Bug #3378
closedcommon/HeartbeatMap.cc: 78: FAILED assert(0 == "hit suicide timeout")
0%
Description
This is a cluster of 2 OSDs that is generally unhappy with life. After deleting the cephfs pools the new pool creation took a long time during which system load was fairly low on both OSDs. After trying for a while OSD 0 dies with FAILED assert(0 == "hit suicide timeout"). Eventually pool creation succeeded.
This might be a duplicate of #2784
Files
Updated by Mark Nelson over 11 years ago
- File ceph.conf ceph.conf added
- File osd.4.log.1.gz osd.4.log.1.gz added
Saw this show up during parametric sweep testing on EXT4 with 8 concurrent OSD disk threads. Ceph build is from gitbuilder next branch for bobtail release: 0.55.1-344-g5f25f9f-1precise. Have attached the compressed OSD log and ceph.conf file.

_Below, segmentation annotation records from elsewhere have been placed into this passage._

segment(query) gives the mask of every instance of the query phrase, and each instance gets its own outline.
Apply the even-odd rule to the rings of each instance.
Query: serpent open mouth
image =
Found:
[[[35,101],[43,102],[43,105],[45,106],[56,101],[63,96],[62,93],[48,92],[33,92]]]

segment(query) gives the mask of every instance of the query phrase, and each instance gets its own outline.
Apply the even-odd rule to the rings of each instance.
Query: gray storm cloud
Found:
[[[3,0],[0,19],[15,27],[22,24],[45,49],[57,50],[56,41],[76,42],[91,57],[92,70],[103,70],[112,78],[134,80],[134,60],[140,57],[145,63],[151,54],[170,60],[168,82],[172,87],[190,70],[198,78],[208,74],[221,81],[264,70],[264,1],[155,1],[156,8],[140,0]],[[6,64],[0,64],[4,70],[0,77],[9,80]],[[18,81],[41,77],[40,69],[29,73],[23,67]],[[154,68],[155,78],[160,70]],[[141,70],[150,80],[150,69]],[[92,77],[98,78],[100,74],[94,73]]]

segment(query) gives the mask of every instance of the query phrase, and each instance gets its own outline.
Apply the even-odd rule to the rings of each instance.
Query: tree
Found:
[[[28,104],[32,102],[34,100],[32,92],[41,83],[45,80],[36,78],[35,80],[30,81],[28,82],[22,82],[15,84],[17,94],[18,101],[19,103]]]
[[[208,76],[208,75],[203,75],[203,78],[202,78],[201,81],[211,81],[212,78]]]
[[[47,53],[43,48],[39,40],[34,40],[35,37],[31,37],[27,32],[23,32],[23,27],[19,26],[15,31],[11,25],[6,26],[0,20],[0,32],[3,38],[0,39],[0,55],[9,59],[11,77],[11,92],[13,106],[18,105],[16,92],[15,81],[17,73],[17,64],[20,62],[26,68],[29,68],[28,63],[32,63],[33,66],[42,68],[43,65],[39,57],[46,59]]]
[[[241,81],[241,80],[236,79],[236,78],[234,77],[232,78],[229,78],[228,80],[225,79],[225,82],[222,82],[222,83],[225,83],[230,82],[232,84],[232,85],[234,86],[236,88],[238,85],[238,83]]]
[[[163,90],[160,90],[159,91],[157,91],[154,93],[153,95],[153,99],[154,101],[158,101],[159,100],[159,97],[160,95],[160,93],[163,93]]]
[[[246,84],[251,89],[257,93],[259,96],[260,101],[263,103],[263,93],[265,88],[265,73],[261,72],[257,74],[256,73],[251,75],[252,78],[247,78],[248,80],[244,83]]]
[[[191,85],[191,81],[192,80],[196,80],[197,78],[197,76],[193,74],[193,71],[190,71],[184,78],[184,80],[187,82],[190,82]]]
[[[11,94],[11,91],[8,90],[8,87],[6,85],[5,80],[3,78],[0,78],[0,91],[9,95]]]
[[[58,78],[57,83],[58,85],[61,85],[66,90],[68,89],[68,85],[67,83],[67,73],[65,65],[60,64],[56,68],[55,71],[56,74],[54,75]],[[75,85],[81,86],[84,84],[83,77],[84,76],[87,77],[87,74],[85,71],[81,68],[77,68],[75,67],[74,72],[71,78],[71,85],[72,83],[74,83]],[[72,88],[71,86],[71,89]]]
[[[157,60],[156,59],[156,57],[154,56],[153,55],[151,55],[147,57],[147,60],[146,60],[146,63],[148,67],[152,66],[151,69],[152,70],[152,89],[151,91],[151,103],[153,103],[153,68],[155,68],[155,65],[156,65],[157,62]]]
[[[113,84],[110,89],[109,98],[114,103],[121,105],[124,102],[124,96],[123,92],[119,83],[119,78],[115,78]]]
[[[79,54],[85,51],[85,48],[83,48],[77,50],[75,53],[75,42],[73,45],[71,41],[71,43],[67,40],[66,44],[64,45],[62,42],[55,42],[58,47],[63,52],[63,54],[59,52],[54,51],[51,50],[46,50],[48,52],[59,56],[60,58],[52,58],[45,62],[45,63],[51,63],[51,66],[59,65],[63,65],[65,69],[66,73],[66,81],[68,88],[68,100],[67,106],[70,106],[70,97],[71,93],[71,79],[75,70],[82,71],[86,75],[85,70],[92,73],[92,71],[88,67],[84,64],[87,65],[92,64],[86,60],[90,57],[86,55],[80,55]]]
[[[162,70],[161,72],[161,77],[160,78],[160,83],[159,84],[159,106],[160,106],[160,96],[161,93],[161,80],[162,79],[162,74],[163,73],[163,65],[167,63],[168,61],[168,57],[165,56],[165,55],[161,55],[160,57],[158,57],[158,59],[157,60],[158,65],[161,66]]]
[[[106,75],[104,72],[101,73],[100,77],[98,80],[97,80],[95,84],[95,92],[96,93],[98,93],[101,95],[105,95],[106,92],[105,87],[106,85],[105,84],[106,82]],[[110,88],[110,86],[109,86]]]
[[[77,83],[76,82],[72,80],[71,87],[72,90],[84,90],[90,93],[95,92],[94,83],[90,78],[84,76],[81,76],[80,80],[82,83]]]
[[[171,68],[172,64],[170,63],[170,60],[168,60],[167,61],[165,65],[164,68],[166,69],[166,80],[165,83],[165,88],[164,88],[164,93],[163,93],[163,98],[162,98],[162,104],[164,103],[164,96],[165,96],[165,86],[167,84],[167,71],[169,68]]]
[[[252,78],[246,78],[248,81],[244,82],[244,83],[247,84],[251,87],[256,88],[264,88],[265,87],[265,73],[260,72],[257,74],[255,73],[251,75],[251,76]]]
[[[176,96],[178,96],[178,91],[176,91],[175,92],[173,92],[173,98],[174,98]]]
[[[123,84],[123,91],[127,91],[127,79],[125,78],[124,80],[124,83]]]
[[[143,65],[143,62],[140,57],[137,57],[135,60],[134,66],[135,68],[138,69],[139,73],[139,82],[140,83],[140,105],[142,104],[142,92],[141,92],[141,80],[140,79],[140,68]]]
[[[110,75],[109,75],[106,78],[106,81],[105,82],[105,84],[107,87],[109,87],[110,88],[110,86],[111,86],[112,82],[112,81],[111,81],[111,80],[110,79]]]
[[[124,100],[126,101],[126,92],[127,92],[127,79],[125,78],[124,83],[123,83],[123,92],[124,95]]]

Updated by Sage Weil over 11 years ago
- Status changed from New to Can't reproduce
The suicide timeout is the symptom only. Usually it means the thread is blocked by a hung syscall. In your case, Matthew, it looks like it was mostly making progress but super slow. Either way, higher filestore logs are needed to see what syscall is blocked, or a core file, or something similar.